Водолаза звали Виктор Иконников. Парень на ощупь, в иловой мути,  возился с немецкой неконтактной миной. Такие нам еще не попадались. Со стального бревна, начиненного не одной сотней килограммов взрывчатки, почему-то соскочил колпак, под которым могло быть что угодно. Например, детонатор инерционного взрывателя. Стукнешь по нему ключом, рванешь тугую гайку, и твое дело отправят в архив флота. Там могла быть и коварная мембрана гидростата. Но больше всего я боялся, что Иконников наткнулся на окошко фотоэлемента – самой хитрой ловушки. Для детонации мины хватило бы дневного света, пробивающегося во мрак глубины.

Катерок накрывала густая пелена тумана. Стоило ему рассеяться, утлая посудина была бы тут же уничтожена немцами. Их гаубицы стояли уже на причалах Южной бухты, а корректировщик, поговаривали, обосновался где-то в Стрелецкой.

Я приказал Иконникову лечь грудью на открытый лючок и ждать смены. В телефонной трубке слышалось лишь сипение воздуха, хлюпанье клапана и подозрительный стук.

— Что это стучит? – спрашиваю.

— Зубы стучат, товарищ капитан-лейтенант. Не знаю, от страха или от холода, – хрипло отвечал со дна Иконников.

Меня терзали мысли о том, что приходится скрывать от парня причину его пребывания на грунте в обнимку с миной. Нужно было разговорить его, как-то отвлечь. Начали говорить о его семье, но парень все твердил о девушке, с которой он познакомился на Байкале, когда учился там в водолазной школе. Боялся, что она не дождется его с фронта. Я успокаивал парня, а у самого в горле ком стоял. Исподволь думал о родных и, кажется, даже слышал голоса жены и дочки.

Наш разговор прервал начавшийся обстрел. К счастью, немцы стреляли наудачу, на звук нашего громогласно тарахтевшего воздушного компрессора. Я рискнул и приказал выдернуть Иконникова на поверхность, благо глубина это позволяла. Мина не взорвалась. Едва с водолаза сняли шлем, как катер снялся с якоря и рванул к берегу, сотрясаясь всем корпусом. На палубе не сразу заметили, что Виктор, крепкий широкоскулый парень с посеревшим от усталости лицом, был совершенно седым. Его волосы поначалу казались просто мокрыми, блестящими от обильного пота. Мы крепко обнялись с ним, совсем, как отец с сыном. Потом была эвакуация из Севастополя, и я потерял его, тогда казалось —  навсегда.

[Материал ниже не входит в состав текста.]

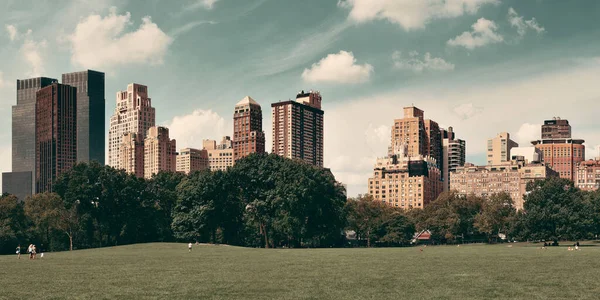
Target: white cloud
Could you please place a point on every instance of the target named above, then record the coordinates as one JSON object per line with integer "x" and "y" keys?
{"x": 189, "y": 130}
{"x": 467, "y": 111}
{"x": 103, "y": 42}
{"x": 12, "y": 32}
{"x": 480, "y": 111}
{"x": 338, "y": 68}
{"x": 33, "y": 53}
{"x": 417, "y": 64}
{"x": 484, "y": 33}
{"x": 523, "y": 26}
{"x": 527, "y": 132}
{"x": 410, "y": 14}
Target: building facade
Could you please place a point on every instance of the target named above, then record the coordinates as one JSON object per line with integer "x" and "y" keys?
{"x": 498, "y": 149}
{"x": 160, "y": 152}
{"x": 191, "y": 160}
{"x": 422, "y": 137}
{"x": 131, "y": 154}
{"x": 248, "y": 136}
{"x": 454, "y": 154}
{"x": 23, "y": 135}
{"x": 561, "y": 152}
{"x": 510, "y": 177}
{"x": 134, "y": 113}
{"x": 298, "y": 128}
{"x": 588, "y": 175}
{"x": 403, "y": 181}
{"x": 220, "y": 157}
{"x": 90, "y": 114}
{"x": 55, "y": 134}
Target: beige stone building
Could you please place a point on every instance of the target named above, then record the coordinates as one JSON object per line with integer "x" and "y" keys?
{"x": 403, "y": 181}
{"x": 588, "y": 175}
{"x": 134, "y": 113}
{"x": 131, "y": 154}
{"x": 511, "y": 178}
{"x": 190, "y": 160}
{"x": 220, "y": 156}
{"x": 160, "y": 152}
{"x": 498, "y": 149}
{"x": 298, "y": 128}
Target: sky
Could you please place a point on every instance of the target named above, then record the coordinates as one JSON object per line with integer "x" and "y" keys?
{"x": 480, "y": 66}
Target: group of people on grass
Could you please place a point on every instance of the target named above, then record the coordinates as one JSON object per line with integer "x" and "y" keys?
{"x": 31, "y": 250}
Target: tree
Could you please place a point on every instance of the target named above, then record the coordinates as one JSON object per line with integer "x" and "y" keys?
{"x": 555, "y": 210}
{"x": 496, "y": 215}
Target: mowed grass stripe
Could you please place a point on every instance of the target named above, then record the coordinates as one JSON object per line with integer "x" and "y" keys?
{"x": 161, "y": 271}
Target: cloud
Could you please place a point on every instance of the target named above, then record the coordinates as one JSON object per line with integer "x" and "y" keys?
{"x": 410, "y": 14}
{"x": 189, "y": 26}
{"x": 484, "y": 33}
{"x": 521, "y": 25}
{"x": 515, "y": 105}
{"x": 338, "y": 68}
{"x": 415, "y": 63}
{"x": 33, "y": 53}
{"x": 102, "y": 42}
{"x": 467, "y": 110}
{"x": 189, "y": 130}
{"x": 527, "y": 132}
{"x": 12, "y": 32}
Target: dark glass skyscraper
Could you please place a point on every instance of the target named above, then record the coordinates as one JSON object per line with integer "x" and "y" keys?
{"x": 23, "y": 133}
{"x": 56, "y": 134}
{"x": 90, "y": 114}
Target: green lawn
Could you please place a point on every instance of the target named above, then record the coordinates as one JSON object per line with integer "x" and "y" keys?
{"x": 168, "y": 271}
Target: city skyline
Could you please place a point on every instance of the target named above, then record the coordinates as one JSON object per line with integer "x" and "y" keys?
{"x": 502, "y": 72}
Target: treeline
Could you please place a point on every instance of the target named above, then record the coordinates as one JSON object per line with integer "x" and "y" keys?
{"x": 554, "y": 210}
{"x": 270, "y": 201}
{"x": 263, "y": 201}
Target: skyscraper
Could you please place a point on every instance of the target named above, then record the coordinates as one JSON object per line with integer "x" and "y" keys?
{"x": 498, "y": 149}
{"x": 160, "y": 152}
{"x": 21, "y": 181}
{"x": 56, "y": 134}
{"x": 422, "y": 137}
{"x": 90, "y": 114}
{"x": 561, "y": 152}
{"x": 248, "y": 136}
{"x": 131, "y": 154}
{"x": 298, "y": 128}
{"x": 134, "y": 113}
{"x": 454, "y": 153}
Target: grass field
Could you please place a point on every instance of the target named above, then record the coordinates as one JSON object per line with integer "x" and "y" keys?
{"x": 168, "y": 271}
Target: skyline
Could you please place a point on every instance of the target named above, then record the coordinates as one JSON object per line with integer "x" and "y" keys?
{"x": 206, "y": 59}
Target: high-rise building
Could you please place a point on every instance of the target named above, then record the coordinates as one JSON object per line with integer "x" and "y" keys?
{"x": 55, "y": 134}
{"x": 220, "y": 157}
{"x": 160, "y": 152}
{"x": 556, "y": 129}
{"x": 498, "y": 149}
{"x": 561, "y": 152}
{"x": 131, "y": 154}
{"x": 134, "y": 113}
{"x": 422, "y": 137}
{"x": 248, "y": 136}
{"x": 298, "y": 128}
{"x": 90, "y": 114}
{"x": 454, "y": 154}
{"x": 509, "y": 177}
{"x": 191, "y": 160}
{"x": 18, "y": 182}
{"x": 404, "y": 181}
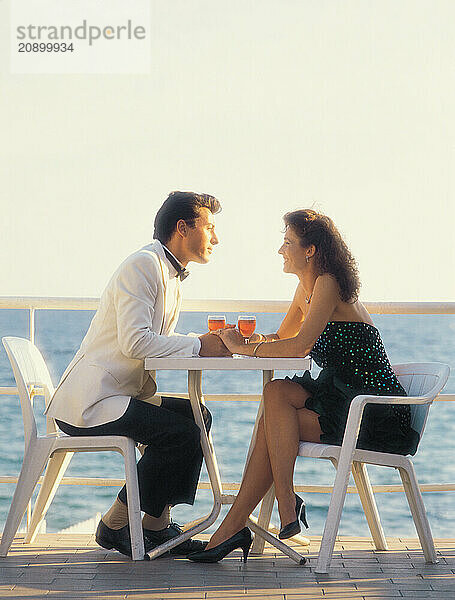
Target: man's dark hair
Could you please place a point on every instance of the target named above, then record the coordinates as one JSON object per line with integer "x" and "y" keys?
{"x": 181, "y": 205}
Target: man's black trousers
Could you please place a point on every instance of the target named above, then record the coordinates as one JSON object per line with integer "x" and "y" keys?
{"x": 169, "y": 469}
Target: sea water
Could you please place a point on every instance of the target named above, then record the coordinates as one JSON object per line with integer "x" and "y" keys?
{"x": 407, "y": 338}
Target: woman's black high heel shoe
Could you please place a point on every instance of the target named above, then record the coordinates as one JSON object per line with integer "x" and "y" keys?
{"x": 293, "y": 528}
{"x": 242, "y": 539}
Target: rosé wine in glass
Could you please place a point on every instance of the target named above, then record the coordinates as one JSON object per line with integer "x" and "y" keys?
{"x": 216, "y": 322}
{"x": 246, "y": 325}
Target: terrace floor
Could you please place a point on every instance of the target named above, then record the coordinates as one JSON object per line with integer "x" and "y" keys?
{"x": 73, "y": 566}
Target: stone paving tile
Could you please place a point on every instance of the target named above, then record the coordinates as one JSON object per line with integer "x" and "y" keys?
{"x": 74, "y": 567}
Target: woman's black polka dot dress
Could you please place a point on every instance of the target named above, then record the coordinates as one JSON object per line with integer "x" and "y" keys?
{"x": 354, "y": 361}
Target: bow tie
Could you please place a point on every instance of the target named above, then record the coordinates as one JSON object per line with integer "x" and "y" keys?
{"x": 181, "y": 271}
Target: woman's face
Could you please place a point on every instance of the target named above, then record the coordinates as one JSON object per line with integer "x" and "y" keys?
{"x": 293, "y": 253}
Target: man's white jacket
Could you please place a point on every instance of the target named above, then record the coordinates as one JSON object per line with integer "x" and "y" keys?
{"x": 129, "y": 325}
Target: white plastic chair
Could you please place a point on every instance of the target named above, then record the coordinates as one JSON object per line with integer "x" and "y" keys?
{"x": 56, "y": 450}
{"x": 422, "y": 382}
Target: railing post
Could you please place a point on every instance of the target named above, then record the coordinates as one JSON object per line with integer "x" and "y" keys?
{"x": 32, "y": 325}
{"x": 32, "y": 339}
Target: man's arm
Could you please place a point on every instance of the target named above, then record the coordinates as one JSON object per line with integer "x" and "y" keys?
{"x": 135, "y": 295}
{"x": 212, "y": 345}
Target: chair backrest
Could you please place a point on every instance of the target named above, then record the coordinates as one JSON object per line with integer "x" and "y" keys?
{"x": 30, "y": 372}
{"x": 422, "y": 379}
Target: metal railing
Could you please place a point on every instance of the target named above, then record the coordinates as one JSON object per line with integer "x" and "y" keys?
{"x": 214, "y": 305}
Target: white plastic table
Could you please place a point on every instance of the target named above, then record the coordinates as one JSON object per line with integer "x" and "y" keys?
{"x": 195, "y": 366}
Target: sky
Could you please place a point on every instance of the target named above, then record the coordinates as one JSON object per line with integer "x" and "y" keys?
{"x": 342, "y": 106}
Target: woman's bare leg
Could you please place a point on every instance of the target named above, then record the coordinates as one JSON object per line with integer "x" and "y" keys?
{"x": 258, "y": 475}
{"x": 286, "y": 422}
{"x": 255, "y": 484}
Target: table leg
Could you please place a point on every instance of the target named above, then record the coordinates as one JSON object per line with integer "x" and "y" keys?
{"x": 267, "y": 503}
{"x": 196, "y": 399}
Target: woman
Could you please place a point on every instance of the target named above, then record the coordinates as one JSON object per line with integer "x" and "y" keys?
{"x": 327, "y": 321}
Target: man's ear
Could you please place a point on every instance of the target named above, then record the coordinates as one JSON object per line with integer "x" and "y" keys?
{"x": 311, "y": 250}
{"x": 181, "y": 228}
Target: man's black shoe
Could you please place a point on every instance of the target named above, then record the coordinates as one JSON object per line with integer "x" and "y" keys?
{"x": 156, "y": 538}
{"x": 114, "y": 538}
{"x": 119, "y": 539}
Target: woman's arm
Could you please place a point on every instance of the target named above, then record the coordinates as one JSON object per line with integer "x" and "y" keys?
{"x": 290, "y": 325}
{"x": 324, "y": 301}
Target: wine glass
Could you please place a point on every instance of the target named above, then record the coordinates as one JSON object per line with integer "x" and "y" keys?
{"x": 216, "y": 322}
{"x": 246, "y": 325}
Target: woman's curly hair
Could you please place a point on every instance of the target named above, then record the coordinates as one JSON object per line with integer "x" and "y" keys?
{"x": 332, "y": 255}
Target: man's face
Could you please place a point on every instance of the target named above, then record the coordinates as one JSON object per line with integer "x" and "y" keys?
{"x": 202, "y": 237}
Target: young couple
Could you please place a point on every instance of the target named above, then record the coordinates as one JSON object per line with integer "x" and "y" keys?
{"x": 106, "y": 391}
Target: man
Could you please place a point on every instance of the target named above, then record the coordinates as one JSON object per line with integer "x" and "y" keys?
{"x": 106, "y": 391}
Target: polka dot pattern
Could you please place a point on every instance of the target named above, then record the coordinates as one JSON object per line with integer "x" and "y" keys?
{"x": 355, "y": 350}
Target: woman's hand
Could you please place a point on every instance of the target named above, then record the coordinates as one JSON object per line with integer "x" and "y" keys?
{"x": 232, "y": 339}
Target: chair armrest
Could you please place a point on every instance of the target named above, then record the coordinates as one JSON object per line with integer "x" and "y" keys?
{"x": 354, "y": 420}
{"x": 359, "y": 402}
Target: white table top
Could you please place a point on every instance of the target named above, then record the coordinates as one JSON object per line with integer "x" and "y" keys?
{"x": 236, "y": 363}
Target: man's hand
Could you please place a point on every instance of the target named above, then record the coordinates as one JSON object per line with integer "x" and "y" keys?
{"x": 212, "y": 345}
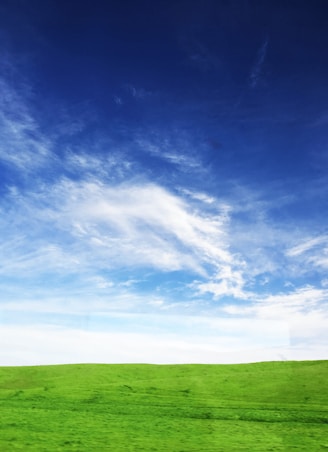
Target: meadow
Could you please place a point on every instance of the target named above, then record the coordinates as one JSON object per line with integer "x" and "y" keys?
{"x": 273, "y": 406}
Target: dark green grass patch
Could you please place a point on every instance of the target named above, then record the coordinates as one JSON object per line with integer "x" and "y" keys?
{"x": 277, "y": 406}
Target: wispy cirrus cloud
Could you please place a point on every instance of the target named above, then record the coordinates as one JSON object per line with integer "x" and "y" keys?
{"x": 23, "y": 145}
{"x": 256, "y": 70}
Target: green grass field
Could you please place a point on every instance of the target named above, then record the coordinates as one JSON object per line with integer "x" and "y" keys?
{"x": 277, "y": 406}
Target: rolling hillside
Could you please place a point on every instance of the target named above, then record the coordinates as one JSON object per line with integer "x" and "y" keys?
{"x": 277, "y": 406}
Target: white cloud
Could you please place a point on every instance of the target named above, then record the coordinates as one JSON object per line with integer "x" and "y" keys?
{"x": 22, "y": 143}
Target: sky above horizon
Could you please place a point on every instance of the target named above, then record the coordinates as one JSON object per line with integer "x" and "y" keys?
{"x": 163, "y": 181}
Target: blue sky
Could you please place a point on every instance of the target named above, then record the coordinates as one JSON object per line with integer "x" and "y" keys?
{"x": 164, "y": 181}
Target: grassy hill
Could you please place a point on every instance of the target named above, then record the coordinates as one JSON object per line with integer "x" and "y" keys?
{"x": 277, "y": 406}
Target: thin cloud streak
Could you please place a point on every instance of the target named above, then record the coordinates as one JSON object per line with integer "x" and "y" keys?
{"x": 256, "y": 70}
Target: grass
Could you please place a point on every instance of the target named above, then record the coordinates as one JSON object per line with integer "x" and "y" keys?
{"x": 278, "y": 406}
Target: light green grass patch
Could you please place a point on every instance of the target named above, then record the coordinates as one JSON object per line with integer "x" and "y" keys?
{"x": 278, "y": 406}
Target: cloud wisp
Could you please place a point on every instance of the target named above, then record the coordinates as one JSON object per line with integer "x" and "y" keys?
{"x": 255, "y": 73}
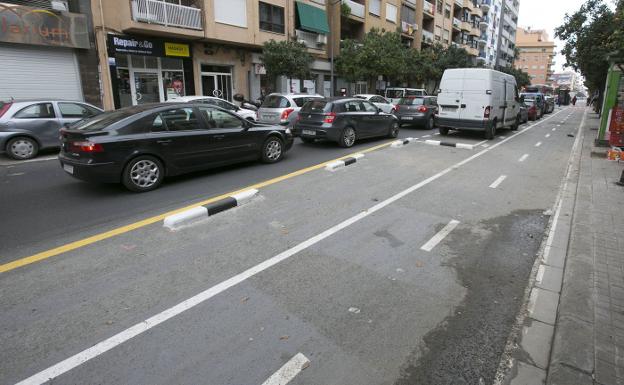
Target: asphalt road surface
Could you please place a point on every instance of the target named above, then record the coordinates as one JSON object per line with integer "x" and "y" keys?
{"x": 407, "y": 267}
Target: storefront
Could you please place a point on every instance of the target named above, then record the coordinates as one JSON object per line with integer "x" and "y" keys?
{"x": 38, "y": 53}
{"x": 148, "y": 69}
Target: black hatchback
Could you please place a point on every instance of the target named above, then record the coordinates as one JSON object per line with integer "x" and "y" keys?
{"x": 138, "y": 146}
{"x": 343, "y": 121}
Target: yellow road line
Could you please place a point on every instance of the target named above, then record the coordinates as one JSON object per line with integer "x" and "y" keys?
{"x": 148, "y": 221}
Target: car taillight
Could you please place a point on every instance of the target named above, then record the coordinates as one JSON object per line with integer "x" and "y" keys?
{"x": 329, "y": 117}
{"x": 85, "y": 146}
{"x": 286, "y": 113}
{"x": 4, "y": 108}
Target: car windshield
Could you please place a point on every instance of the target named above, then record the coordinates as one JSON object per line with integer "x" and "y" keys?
{"x": 394, "y": 94}
{"x": 275, "y": 101}
{"x": 101, "y": 121}
{"x": 412, "y": 101}
{"x": 316, "y": 106}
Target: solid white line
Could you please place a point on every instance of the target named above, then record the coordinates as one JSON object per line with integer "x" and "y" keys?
{"x": 133, "y": 331}
{"x": 433, "y": 242}
{"x": 498, "y": 181}
{"x": 289, "y": 371}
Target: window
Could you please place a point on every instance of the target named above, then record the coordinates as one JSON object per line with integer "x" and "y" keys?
{"x": 374, "y": 7}
{"x": 179, "y": 119}
{"x": 220, "y": 119}
{"x": 37, "y": 111}
{"x": 391, "y": 13}
{"x": 73, "y": 110}
{"x": 271, "y": 18}
{"x": 233, "y": 12}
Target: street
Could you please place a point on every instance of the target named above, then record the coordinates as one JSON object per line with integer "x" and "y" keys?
{"x": 409, "y": 266}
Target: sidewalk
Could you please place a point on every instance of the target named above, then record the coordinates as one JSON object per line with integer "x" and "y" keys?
{"x": 573, "y": 331}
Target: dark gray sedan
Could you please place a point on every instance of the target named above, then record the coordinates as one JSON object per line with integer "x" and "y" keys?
{"x": 343, "y": 121}
{"x": 27, "y": 126}
{"x": 417, "y": 111}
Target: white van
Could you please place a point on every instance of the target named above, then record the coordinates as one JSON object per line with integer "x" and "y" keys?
{"x": 477, "y": 99}
{"x": 394, "y": 94}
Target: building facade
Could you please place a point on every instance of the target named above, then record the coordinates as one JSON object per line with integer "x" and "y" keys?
{"x": 536, "y": 54}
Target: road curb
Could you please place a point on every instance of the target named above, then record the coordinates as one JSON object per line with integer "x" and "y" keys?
{"x": 335, "y": 165}
{"x": 450, "y": 144}
{"x": 186, "y": 217}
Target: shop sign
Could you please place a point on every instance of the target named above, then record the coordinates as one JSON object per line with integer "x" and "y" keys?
{"x": 28, "y": 25}
{"x": 177, "y": 49}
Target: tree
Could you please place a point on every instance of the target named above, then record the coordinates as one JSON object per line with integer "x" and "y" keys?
{"x": 287, "y": 58}
{"x": 591, "y": 33}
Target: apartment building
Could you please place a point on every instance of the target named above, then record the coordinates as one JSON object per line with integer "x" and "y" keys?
{"x": 46, "y": 50}
{"x": 536, "y": 54}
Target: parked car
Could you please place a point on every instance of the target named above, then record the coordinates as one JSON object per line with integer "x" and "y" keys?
{"x": 27, "y": 126}
{"x": 550, "y": 103}
{"x": 477, "y": 99}
{"x": 276, "y": 108}
{"x": 533, "y": 110}
{"x": 242, "y": 112}
{"x": 379, "y": 101}
{"x": 394, "y": 94}
{"x": 417, "y": 110}
{"x": 343, "y": 121}
{"x": 138, "y": 146}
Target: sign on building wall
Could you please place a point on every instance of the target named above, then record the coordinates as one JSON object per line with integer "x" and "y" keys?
{"x": 28, "y": 25}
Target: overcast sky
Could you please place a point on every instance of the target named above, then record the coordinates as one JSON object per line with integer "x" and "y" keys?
{"x": 548, "y": 15}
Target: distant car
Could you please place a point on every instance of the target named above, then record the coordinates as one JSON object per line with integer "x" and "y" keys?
{"x": 242, "y": 112}
{"x": 379, "y": 101}
{"x": 276, "y": 108}
{"x": 27, "y": 126}
{"x": 533, "y": 110}
{"x": 138, "y": 146}
{"x": 418, "y": 111}
{"x": 343, "y": 121}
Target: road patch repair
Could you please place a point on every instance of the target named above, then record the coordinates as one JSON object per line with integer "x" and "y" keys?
{"x": 335, "y": 165}
{"x": 184, "y": 218}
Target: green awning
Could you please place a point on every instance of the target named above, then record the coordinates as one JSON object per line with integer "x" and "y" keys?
{"x": 312, "y": 18}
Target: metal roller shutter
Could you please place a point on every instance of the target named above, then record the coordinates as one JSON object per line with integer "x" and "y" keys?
{"x": 38, "y": 72}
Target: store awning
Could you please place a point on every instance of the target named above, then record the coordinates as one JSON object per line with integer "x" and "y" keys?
{"x": 312, "y": 18}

Теперь передо мной стоял возмужавший Витя Иконников, все так же по-матросски коротко стриженный и светящийся от счастья. Мы обнялись с ним, как и тогда, на шаткой палубе катера. В шуме начинающегося новогоднего вечера я, будто в тумане, слышал его рассказ, не запомнил даже имени его жены – той самой девушки, сохранившей любовь в долгой военной разлуке. Я неотрывно смотрел на их детей – очаровательных девочек-близняшек, одетых в зеленые фуляровые платьица. Девочки перешептывались, поглядывая в мою сторону. Они походили на стайку пугливых рыбок с одинаковыми движениями.

Представление шло своим чередом и на сцене появились кружковцы из дворца пионеров, изображавшие полет космической ракеты. Пока картонная ракета с нарисованной на ней красной звездой проплывала над сценой, я отступил в угол зала, рукавом размазывая по щекам слезы. Я будто встретился со своей дочерью и женой, обнял маму. В шумном хороводе смеющихся детей вокруг елки кружились и две девочки в зеленых платьицах. Я был счастлив. В этот последний вечер перед Новым годом будущее вновь сияло мне яркой россыпью огней.